Ghana is one of three African countries that have
volunteered to pilot the vaccine named RTS, S/AS01. The Deputy Director of Programmes
at the National Malaria Control Programme, James Frimpong who made this known
in Kumasi assured that enough mechanisms have been put in place already by the
project partners to protect the health and lives of all the people who will be
participating in the exercise and therefore appealed for maximum cooperation.
He was addressing participants of a media capacity training workshop in Kumasi.
Selected
journalists from the nine regions constituting the northern sector of the
country participated in the two-day capacity training course in Malaria to
enhance their role in promoting the Malaria Elimination Agenda.
It was
organized by the National Malaria Control Programme in collaboration with the
African Media and Malaria Research Network, AMMREN with experts taking the
participants through carefully selected topics bothering on Global strategies
on malaria and the elimination agenda, malaria control in Ghana, malaria
control in Ghana, the new Malaria Vaccine as well as malaria case management in
pregnancy with a field trip to the Suntreso District Hospital to learn at first
hand malaria case management there.
The Deputy Director of Programmes at the
National Malaria Control Programme, James Frimpong, said 76 districts have been
selected in the Central, Volta, Bono and Upper East regions for the piloting
phase of the Malaria Vaccine, the RTS, S/AS01 with an estimated 150 thousand
children in those areas to participate for at least 30 months.
Mr. Frimpong
assured that enough measures are being instituted, including effective
communication strategy, to safeguard the health of Ghanaians, especially the
children to participate in the programme.

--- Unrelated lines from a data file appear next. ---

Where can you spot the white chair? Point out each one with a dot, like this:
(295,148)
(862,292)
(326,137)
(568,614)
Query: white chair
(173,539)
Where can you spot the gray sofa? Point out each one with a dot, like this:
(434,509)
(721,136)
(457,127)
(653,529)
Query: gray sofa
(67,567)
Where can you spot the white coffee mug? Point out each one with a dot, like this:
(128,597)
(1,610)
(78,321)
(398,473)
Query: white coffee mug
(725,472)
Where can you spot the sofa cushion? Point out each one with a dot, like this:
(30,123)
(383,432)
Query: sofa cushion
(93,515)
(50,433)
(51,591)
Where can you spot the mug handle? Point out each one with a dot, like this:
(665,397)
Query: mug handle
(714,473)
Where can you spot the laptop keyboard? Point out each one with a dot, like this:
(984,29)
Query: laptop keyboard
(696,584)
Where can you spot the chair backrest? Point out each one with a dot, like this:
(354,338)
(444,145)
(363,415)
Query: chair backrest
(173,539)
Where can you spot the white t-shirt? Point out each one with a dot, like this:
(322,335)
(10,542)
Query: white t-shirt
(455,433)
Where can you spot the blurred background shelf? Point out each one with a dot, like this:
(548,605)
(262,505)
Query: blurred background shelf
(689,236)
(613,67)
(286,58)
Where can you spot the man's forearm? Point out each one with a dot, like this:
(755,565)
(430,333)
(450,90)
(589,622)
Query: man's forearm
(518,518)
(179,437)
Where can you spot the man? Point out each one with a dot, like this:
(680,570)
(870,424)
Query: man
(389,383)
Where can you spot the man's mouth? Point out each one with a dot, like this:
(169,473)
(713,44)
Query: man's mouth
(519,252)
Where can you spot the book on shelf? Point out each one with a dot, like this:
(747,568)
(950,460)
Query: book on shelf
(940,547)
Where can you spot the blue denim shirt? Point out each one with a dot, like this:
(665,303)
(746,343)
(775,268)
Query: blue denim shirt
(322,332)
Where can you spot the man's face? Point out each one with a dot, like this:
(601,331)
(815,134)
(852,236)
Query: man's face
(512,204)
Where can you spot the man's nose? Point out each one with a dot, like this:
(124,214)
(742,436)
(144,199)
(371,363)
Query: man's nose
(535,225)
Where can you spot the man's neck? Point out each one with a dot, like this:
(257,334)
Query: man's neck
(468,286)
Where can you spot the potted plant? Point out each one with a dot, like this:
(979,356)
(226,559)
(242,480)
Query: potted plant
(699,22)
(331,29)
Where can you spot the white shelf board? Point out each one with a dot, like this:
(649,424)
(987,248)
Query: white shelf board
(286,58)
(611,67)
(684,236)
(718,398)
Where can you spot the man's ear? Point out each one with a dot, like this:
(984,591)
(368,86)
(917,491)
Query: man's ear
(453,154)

The intervention, he assured, is part
of a global effort at substantially reducing the burden of malaria in the 11
known endemic countries, 10 of which are in Africa.
Another official of the
National Malaria Control Programme, Mildred Komey, who took the participants
through Malaria in Pregnancy, disclosed that pregnant women are four times more
likely to get malaria and twice at risk of death due to certain peculiar
changes in their body.
She noted that the placenta developed during pregnancy
offers a new site for parasite colonization whiles her immune system decreases
making her highly vulnerable to the malaria parasite. Also, the increased blood
flow in the skin and release of greater amount of carbon dioxide make such
women more attractive to mosquitoes that carry the parasite.
Madam Komey
therefore urged the media to promote public education on why pregnant women
must take ante natal clinics and the direct observation treatment popularly
known as SP throughout the gestation period very serious so as to protect
themselves and the unborn baby safe from malaria.